Department of Population Health Sciences, School of Life Course and Population Sciences, Faculty of Life Sciences & Medicine, King's College London, London, SE1 1UL, United Kingdom.
Department of Intelligent Medical Engineering, School of Biomedical Engineering, Anhui Medical University, Hefei, 230032, China.
J Am Med Inform Assoc. 2024 Oct 1;31(10):2394-2404. doi: 10.1093/jamia/ocae189.
This study aims to conduct a systematic review and meta-analysis of the diagnostic accuracy of deep learning (DL) using speech samples in depression.

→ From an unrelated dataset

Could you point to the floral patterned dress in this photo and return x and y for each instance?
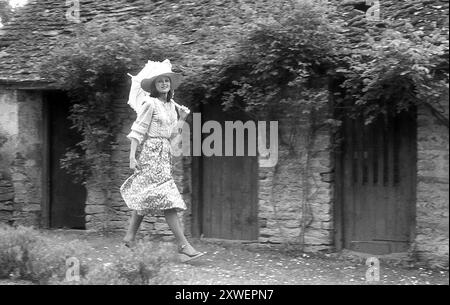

This review included studies reporting diagnostic results of DL algorithms in depression using speech data, published from inception to January 31, 2024, on PubMed, Medline, Embase, PsycINFO, Scopus, IEEE, and Web of Science databases. Pooled accuracy, sensitivity, and specificity were obtained by random-effect models. The diagnostic Precision Study Quality Assessment Tool (QUADAS-2) was used to assess the risk of bias.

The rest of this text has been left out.